Dry bulk charterers possess a cargo that needs to be moved. They are typically more focussed on the commodity being moved rather than the underlying freight market that ships it.
Charterers are inherently short freight and it is a cost to them, so their aim is to find and fix freight as cheaply as possible. In this respect, they hold an opposing freight position with the ship owners.
Charterers will often manage their own internal freight desk to gather and analyse freight market information so that opportunities can be shared with commodity traders. Czarnikow is frequently a drybulk vessel charterer and we have our own freight team who can fix vessels for our cargoes. We also have a large operations team to ensure that these movements happen as seamlessly as possible on behalf of our customers.
Charterers often have long-term relationships with a handful of suitable owners and operators they believe offer the best expertise, rates, flexibility and customer service.
Charterers will seek to mitigate their short freight positions through forward freight agreements.
While trading houses are most frequently vessel charterers, they can also be vessel owners, operators or act in a combination of roles.

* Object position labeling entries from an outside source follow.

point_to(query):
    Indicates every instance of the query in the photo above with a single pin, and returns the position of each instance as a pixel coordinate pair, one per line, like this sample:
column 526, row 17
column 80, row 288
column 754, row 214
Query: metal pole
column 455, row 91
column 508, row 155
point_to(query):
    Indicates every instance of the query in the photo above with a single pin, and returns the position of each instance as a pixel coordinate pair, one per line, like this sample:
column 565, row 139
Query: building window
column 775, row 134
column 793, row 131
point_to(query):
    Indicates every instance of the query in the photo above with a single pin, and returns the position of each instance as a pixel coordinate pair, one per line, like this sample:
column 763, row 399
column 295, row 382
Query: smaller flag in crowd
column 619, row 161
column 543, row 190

Trading houses aim to manage supply chains as effectively as possible through physical commodity trading, price risk management, commodity storage, multi-modal logistics and competitive financing. As part of this they often charter vessels to carry their own or third-party cargo. But they can also charter or purchase vessels to be long freight or to enable offshore storage of commodities. This most famously happened in 2008 and 2020 when crude oil was stored in tankers as prices collapsed.
Brokers are intermediaries who help match and arrange freight contract/agreements between owners/operators and charterers. Once the charterer has found a suitable vessel and fixed it through the broker, the broker draws up the freight contract between the parties. While all agreements are confidential, freight brokers try to report fixing rates as best they can, meaning the freight market is often driven by gossip, just like any other market.
Shipping Agency/Port Agency
Agencies are designated companies who protects the interests of their customers at ports worldwide. Customers can be vessel owners, operators or charterers.
Shipping agents handle day-to-day operations surrounding the handling of cargo in ports, such as ensuring a berth for an incoming ship, arranging marine pilots, handling customs and harbour documentation, arranging vessel supplies and repairs, managing crew transfers, contacting shippers and the receivers of the goods and arranging matters with insurance companies in the event of a claim.
They also provide the shipping company with updates and reports on activities at the destination port so that shipping companies have real-time information available to them while goods are in transit.
Inspectors assess the cargo before and after shipment to ensure that it has been moved correctly in accordance with the associated freight contracts. Agents can be appointed by cargo buyer or seller and monitor, inspect, test and approve goods at port or on vessels to ensure they meet quality standards, technical specifications and contractual requirements. They frequently check the quality, quantity and loading of drybulk goods through documentation review, visual inspection, sample measurement and weighing.